The wealthy, who can easily afford health insurance, also benefit from the tax break, in fact the benefit more since it is worth more the higher one’s tax bracket. Meanwhile, under current policies they pay lower taxes and lower prices because their nanny, gardener, housekeeper, bartender, waitress, store clerk, and other goods and services providers lack health insurance.
The health care industries are themselves winners, since the mishmash health care finance system allows them to milk the public treasury without appearing to do so. No wonder they opposed Bill Clinton’s universal health care plan in 1993. Separated from the customer by blame-absorbing intermediaries, the health care industry continues to provide more and more expensive care to fewer and fewer people, with an ever present threat of providing nothing at all unless funding is increased further. Even as the cost of health care burdens the United States more than any other country, people are happy to take more and more of it because they are forced to pay up front, and after that it is “free.” Nowhere in the United States is the health care industry more powerful, and greedier, than in New York, where our Medicaid program is the best argument against universal public funding for health insurance out there.
The losers? The real working class including Blacks, Latinos, Asians, immigrants, “rednecks,” and others working in the low paid, no-benefit small business sector. The growing ranks of self-employed, college educated “freelancers” and “permalancers.” Today’s young, who will tomorrow’s senior citizens with less health care. Elected officials like to talk about the losers. But they are unwilling to ask the winners to pay more, or accept less, to do something for them.

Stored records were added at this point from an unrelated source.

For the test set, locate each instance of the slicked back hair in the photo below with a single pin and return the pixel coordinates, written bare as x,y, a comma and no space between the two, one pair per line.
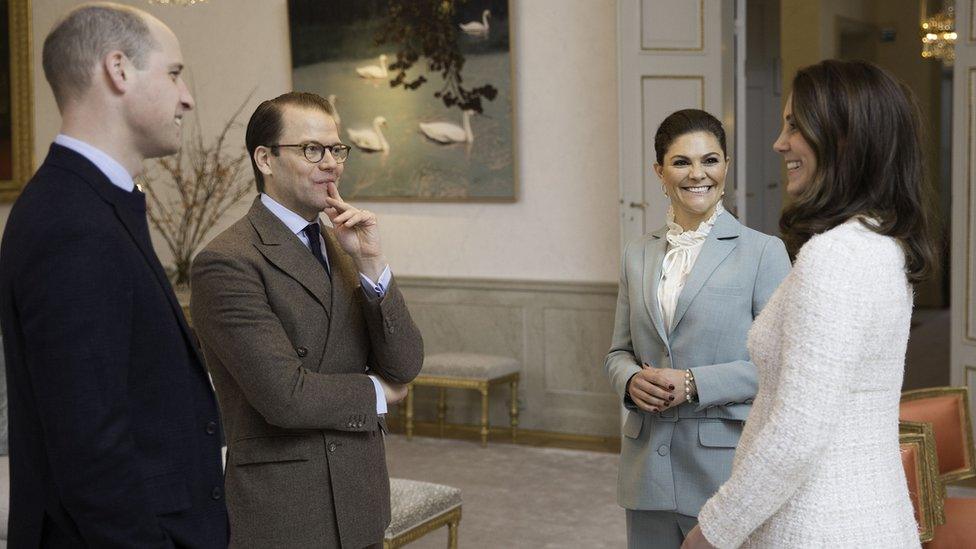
84,37
265,126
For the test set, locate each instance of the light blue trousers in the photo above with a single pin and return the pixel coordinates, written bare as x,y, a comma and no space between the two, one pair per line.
657,529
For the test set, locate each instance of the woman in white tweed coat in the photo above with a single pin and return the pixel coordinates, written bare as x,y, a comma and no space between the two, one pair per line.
818,463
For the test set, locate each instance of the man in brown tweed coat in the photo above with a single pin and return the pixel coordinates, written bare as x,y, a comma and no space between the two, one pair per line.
307,338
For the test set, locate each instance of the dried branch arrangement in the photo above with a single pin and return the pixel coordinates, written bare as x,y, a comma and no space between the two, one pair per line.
189,192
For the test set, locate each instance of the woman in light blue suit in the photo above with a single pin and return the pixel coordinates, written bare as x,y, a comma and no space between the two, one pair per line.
688,294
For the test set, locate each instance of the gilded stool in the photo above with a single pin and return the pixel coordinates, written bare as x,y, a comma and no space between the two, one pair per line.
466,371
418,508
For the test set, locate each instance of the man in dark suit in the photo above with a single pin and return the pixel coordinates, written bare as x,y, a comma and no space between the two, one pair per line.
304,331
114,433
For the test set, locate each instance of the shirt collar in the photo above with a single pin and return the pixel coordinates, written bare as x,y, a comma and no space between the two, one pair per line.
119,176
292,220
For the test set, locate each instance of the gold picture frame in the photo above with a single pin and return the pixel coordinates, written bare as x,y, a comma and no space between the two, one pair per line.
17,139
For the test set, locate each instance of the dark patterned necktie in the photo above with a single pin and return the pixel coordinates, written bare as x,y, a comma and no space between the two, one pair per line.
315,244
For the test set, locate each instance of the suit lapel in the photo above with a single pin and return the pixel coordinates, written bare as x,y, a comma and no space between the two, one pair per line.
133,218
283,248
654,249
721,240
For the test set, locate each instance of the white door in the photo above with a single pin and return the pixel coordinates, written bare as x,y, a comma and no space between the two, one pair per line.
672,54
963,270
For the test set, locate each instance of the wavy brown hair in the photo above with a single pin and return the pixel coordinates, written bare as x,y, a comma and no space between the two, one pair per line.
864,128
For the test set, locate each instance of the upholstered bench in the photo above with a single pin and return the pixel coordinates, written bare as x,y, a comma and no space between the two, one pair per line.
466,371
418,508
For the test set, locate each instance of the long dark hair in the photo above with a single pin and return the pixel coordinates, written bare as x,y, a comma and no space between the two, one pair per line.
863,125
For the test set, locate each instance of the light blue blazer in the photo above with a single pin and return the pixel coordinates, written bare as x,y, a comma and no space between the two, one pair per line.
676,459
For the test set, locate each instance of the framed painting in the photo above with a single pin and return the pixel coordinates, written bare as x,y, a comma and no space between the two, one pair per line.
16,106
422,90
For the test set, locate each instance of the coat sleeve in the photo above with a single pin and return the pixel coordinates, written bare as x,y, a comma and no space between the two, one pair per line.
816,356
75,303
396,346
735,382
621,364
235,322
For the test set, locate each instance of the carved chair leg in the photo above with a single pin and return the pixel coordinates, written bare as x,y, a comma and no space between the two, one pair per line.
441,409
409,419
484,414
514,410
452,534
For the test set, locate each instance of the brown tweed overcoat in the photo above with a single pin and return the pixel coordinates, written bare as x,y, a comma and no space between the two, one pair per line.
288,350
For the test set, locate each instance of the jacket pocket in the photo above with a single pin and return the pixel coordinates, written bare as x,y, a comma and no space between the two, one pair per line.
270,450
633,424
719,433
168,493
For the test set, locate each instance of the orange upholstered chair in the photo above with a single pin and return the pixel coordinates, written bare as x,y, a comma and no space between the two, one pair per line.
922,472
947,410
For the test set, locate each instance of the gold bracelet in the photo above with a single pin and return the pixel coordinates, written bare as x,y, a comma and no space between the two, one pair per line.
689,384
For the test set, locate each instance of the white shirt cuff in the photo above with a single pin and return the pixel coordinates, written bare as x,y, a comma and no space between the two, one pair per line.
377,289
380,396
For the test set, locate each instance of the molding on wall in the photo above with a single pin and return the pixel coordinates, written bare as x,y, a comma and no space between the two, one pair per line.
701,33
551,286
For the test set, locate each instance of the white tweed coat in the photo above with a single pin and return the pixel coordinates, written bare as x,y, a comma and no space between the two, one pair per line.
818,464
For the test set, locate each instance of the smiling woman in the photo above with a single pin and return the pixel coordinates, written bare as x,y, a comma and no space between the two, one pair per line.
16,108
689,292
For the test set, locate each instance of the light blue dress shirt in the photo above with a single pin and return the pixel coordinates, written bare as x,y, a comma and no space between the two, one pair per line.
296,224
119,176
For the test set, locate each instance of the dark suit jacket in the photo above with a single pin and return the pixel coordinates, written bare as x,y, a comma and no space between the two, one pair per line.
114,434
288,349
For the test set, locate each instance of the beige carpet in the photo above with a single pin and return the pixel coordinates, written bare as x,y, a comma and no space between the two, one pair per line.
517,496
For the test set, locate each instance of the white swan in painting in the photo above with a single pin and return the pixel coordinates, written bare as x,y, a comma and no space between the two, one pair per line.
446,132
370,140
374,71
475,27
335,112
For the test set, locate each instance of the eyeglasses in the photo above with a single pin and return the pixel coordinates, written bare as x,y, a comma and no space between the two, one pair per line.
315,152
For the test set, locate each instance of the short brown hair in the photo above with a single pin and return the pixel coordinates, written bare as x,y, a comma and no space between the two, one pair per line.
87,34
264,127
864,128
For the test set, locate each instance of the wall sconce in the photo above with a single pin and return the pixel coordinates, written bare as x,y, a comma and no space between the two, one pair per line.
939,34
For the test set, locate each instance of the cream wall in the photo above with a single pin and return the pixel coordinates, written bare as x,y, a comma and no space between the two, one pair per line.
564,224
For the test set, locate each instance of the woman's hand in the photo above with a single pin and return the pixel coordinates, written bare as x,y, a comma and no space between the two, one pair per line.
696,540
653,389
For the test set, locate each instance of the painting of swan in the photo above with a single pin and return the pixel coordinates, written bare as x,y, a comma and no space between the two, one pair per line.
446,132
413,139
476,28
374,71
370,140
335,112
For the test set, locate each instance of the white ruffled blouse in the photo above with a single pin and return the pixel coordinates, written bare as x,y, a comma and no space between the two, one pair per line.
683,250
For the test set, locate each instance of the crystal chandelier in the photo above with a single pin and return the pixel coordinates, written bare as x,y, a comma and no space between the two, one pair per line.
939,35
177,2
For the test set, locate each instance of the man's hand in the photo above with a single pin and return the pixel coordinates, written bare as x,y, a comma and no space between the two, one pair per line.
357,233
696,540
394,392
655,389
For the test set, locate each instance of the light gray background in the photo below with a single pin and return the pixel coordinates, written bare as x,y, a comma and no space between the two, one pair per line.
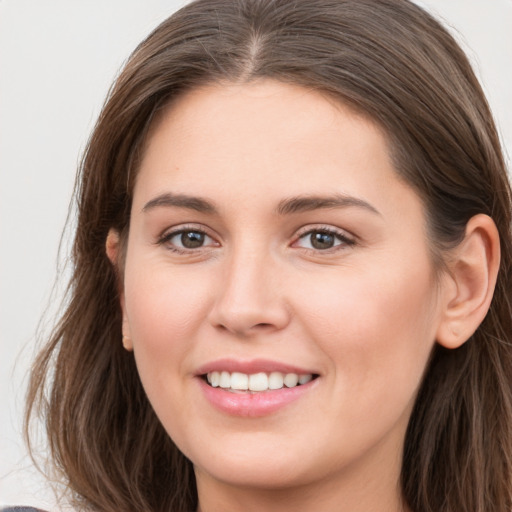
57,60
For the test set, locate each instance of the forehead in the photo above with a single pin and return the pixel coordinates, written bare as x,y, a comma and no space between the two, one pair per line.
264,140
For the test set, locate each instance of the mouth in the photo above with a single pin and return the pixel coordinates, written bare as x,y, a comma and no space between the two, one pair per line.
260,382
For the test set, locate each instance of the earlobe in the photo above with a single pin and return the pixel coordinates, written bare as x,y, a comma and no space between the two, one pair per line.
473,270
112,250
112,246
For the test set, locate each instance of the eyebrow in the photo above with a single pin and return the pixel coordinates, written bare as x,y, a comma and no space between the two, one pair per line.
307,203
289,206
181,201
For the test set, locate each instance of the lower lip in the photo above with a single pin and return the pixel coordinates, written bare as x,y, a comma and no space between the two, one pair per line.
253,405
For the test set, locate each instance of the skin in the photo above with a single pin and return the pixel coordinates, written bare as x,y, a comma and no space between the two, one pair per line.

My view is that we are either all in it together, or we are not. Republicans and Democrats, liberals and conservatives, can debate what the level of socially guaranteed health care should be, but whatever it is, it should be for everyone, and paid for today, not cost-shifted to tomorrow. They should settle their differences by agreeing to a middle of the road level of guaranteed health care for all, rather than agreeing to have some people count more than others. Any solution that continues to have separate multiple funding streams for different groups is likely to perpetuate these inequalities to the benefit of insiders and better off generations, and the detriment of outsiders and future generations. We don’t need a single national health service, since not even Democrats dare to object to a “voucher system” in health care. We could have multiple intermediaries, including public programs and insurance companies. We could even offer a choice of paying more taxes and having the government pay for health care, or sending the money to a private intermediary and sending in less taxes. But the level of public funding per person, adjusted only for defensible differences such as age, sex, and chronic existing health conditions, should be the same. Anything else is morally wrong.